Acting and the ignorance of other people
I want to believe we have evolved as a race and people. I am not a little girl and I hate immature men. I don’t like anyone at this point. I have my little fantasy men, but those are mine and they are not men in my current life. the men in my current life are convinced that if they bully acting out of me I will give it up and fall into their arms. I will not accept someone who will get jealous over my actions.

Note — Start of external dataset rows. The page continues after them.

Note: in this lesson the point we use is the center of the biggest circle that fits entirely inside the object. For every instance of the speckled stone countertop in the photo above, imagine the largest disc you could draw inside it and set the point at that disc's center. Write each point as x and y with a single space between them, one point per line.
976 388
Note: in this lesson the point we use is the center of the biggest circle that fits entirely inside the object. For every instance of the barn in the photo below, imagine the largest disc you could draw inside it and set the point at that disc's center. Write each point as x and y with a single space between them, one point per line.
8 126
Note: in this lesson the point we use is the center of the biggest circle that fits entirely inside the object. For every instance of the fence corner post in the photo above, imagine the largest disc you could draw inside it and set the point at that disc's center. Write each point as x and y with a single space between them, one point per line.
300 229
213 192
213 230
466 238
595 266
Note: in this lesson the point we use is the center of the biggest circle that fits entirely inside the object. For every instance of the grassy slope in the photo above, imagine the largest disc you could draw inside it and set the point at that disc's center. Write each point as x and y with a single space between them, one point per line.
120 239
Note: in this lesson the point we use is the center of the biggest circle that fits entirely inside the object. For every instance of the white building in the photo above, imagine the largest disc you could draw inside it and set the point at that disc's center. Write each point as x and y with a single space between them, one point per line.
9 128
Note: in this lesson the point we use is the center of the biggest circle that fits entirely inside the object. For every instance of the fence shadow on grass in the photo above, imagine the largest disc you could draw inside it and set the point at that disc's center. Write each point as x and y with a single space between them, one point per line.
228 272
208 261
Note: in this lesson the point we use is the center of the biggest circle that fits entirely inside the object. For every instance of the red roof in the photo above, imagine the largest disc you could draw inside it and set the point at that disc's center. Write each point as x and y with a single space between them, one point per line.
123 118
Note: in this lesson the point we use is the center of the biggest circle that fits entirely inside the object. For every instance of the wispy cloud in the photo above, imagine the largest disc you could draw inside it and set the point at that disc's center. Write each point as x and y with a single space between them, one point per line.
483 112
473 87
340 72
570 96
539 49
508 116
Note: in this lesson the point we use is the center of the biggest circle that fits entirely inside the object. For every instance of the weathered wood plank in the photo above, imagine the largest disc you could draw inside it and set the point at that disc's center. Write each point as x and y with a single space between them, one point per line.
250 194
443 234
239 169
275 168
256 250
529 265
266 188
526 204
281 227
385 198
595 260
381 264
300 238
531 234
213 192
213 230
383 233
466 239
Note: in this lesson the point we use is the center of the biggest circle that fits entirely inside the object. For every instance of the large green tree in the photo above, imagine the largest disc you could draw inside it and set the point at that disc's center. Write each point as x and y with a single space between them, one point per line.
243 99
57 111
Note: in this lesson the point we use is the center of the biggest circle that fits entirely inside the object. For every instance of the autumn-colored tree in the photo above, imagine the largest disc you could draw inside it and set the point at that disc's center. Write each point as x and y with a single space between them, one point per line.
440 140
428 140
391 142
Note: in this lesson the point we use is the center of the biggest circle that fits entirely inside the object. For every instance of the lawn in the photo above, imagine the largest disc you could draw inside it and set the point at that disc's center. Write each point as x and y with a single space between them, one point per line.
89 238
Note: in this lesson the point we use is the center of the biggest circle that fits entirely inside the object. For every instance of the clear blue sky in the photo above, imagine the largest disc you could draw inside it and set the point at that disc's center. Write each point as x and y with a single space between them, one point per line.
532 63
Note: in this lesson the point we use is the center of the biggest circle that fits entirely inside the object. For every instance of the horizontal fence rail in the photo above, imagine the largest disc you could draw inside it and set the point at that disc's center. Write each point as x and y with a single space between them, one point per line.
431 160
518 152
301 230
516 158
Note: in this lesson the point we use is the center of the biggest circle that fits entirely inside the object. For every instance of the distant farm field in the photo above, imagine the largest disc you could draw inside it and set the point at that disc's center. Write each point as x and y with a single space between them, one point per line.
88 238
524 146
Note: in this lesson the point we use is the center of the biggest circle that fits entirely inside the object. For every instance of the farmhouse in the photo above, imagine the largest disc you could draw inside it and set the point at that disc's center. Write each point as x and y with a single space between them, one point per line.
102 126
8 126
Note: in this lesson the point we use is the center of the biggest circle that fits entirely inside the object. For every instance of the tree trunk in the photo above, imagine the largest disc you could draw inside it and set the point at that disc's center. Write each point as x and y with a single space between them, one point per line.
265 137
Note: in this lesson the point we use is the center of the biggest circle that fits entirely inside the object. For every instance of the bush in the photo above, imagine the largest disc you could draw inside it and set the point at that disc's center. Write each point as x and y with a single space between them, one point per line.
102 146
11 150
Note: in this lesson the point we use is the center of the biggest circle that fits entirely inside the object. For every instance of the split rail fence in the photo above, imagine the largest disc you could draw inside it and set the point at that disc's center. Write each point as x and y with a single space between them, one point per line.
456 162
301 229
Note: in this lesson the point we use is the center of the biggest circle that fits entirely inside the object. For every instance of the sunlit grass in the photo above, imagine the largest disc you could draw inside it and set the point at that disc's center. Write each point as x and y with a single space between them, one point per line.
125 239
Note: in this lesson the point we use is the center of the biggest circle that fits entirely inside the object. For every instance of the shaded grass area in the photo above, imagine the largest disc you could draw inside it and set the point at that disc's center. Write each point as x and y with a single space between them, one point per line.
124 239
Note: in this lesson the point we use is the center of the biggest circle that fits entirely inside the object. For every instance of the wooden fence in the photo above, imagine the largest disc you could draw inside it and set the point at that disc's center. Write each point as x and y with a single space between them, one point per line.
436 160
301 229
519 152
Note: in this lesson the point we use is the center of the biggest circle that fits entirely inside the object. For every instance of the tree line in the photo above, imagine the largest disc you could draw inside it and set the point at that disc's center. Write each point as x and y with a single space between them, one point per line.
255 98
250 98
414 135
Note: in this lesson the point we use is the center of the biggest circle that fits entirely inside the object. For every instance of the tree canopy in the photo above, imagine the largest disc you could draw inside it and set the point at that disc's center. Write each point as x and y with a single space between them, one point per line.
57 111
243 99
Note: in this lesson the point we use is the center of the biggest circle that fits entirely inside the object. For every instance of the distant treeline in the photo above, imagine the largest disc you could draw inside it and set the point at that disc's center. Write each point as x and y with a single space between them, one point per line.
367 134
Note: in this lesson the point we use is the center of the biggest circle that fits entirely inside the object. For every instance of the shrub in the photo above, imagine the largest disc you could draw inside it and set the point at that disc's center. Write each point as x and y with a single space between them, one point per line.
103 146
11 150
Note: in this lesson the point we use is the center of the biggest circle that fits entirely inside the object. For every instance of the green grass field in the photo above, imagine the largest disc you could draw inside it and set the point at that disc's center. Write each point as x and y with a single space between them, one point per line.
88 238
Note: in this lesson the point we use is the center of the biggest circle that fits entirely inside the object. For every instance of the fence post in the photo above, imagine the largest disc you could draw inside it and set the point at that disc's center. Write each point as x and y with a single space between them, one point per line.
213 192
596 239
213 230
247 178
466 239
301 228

I will not accept someone who has a fit if I have a conversation with another guy and I don’t need men reading into my conversations with them. It does not matter if you are taken or not right now, I want to work and take care of me. To me that means working on my acting and my art, but I am not here to be an artist. I am really tired of this insanity here in California where people read other people and think they know why they were made. God makes each of us to be individual entities. I am also tired of those who think they are doing the best for me. Peole i have not seen for years. I am sorry but I’d rather live in poverty and act, than work in a law office ever. I was happy on sets. I had never been happier and I felt cool. For the first time in my life….
Last night I went out to sing, but instead of Karaoke I found the Blues. I got there late. Things are not over. I am tired of others assuming that they can take things from me on lies. I am an adult. I am not just a background artist, or I would not have survived on sets for as long as I did. I am a woman who can play a nurse, doctor, lawyer, cop, reporter, writer, lover, mother, wench, prostitute, business woman, receptionist, secretary, wife, kid, hippie, and others. I am a woman yearning for a private life that is mone and stays mine. I am a woman striving to love on my terms and to have my professional life back. Sorry. I really am tired of things. In the last 7 years there have only been about a dozen men I have liked, and to me men are men. We have made celebrities into Gods when they are people. And guess what, we all make mistakes. Actors are legitimate people who have to fight to get to where they are. The good ones fight fair and let their craft show they talent. The bad ones fight dirty and lie and manipulate and play sick games that end up hurting good people. Fame is fleeting and from what I have seen, those who seek it relentlessly lose something of their soul. I seek the work I love and I am miserable without it. I have nothing to offer you… my body and soul are taken by a need to make art and create.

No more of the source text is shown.